Strasbourg, May 22, 2014 (AFP) – New tensions emerged between the Council of Europe and Azerbaijan on Thursday, after the cancellation of a visa issued to a French Socialist MP René Rouquet.
Azerbaijan yet exercised since mid-May the rotating presidency for six months, the executive body of the European organization uniting 47 countries, the “Committee of Ministers” Foreign Affairs.
“Following the decision of the official Baku to cancel at the last minute visa issued” Mr. Rouquet, member of the Parliamentary Assembly of the Council of Europe (PACE), thus preventing him from attending PACE meetings scheduled for Thursday and Friday in Baku, the Bureau of the Assembly decided retaliation.
“The Assembly committees not hold meetings in Azerbaijan from 1 June for a period of two years,” except for election observation missions, according to a statement. Mr. Rouquet is Vice President of PACE, and president of the French delegation to the meeting, which has 318 parliamentarians from member countries.
The PACE Bureau invoked the “violation of the General Agreement and the Paris Protocol on the Privileges and Immunities of the Council of Europe, which enshrines the dual principle of irresponsibility and parliamentary inviolability and that of free movement “of its members.
States of the Council of Europe must respect “their commitments regarding freedom of movement of members of the Assembly on official mission, particularly with regard to visas,” he has said.

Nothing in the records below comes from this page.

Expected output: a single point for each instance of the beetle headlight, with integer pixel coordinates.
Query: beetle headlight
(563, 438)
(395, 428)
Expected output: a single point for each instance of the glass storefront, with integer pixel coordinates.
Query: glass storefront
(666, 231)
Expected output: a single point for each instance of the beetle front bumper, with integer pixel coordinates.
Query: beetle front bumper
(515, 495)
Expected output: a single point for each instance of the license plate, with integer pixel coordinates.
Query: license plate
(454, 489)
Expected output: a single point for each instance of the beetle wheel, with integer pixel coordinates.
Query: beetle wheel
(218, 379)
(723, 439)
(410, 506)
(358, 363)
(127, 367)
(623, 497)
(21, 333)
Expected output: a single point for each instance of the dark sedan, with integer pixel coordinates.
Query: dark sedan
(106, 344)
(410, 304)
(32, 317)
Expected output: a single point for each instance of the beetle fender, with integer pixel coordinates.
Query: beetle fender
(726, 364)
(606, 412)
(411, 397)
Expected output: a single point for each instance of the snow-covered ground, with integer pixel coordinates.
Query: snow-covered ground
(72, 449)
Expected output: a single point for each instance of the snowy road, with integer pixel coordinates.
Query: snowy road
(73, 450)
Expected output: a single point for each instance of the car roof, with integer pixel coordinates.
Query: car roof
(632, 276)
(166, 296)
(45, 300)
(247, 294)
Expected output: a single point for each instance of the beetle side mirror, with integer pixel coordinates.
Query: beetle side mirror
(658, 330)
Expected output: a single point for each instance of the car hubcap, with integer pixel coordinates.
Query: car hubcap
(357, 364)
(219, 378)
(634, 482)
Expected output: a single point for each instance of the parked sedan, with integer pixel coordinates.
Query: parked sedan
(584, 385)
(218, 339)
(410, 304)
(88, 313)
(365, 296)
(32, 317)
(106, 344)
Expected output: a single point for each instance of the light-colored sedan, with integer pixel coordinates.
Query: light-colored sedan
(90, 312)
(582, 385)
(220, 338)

The measure “may be waived if the authorities (Baku) guarantee freedom of movement of members of PACE in Azerbaijan when traveling on behalf of the Assembly,” he has said.
Also Thursday, the European Court of Human Rights, judicial arm of the Council of Europe, ruled that Azerbaijan had violated the fundamental rights to have wanted to silence the opponent Ilgar Mammadov, was recently sentenced to seven years prison.
Visit to Baku, the Secretary General of the pan-European organization, Thorbjorn Jagland, called for the release of Mr. Mammadov. The Council of Europe was established in 1949 and joined in the 1990s by almost all the former communist countries of Central and Eastern Europe, is responsible for the promotion of human rights, democracy and the rule of law.
Azerbaijan, one of the last countries to have joined in 2001, is regularly criticized for violations of these principles.
Jagland had already said “worried” last week reports that two French journalists following the official visit of President François Hollande in this country had their equipment confiscated before being deported.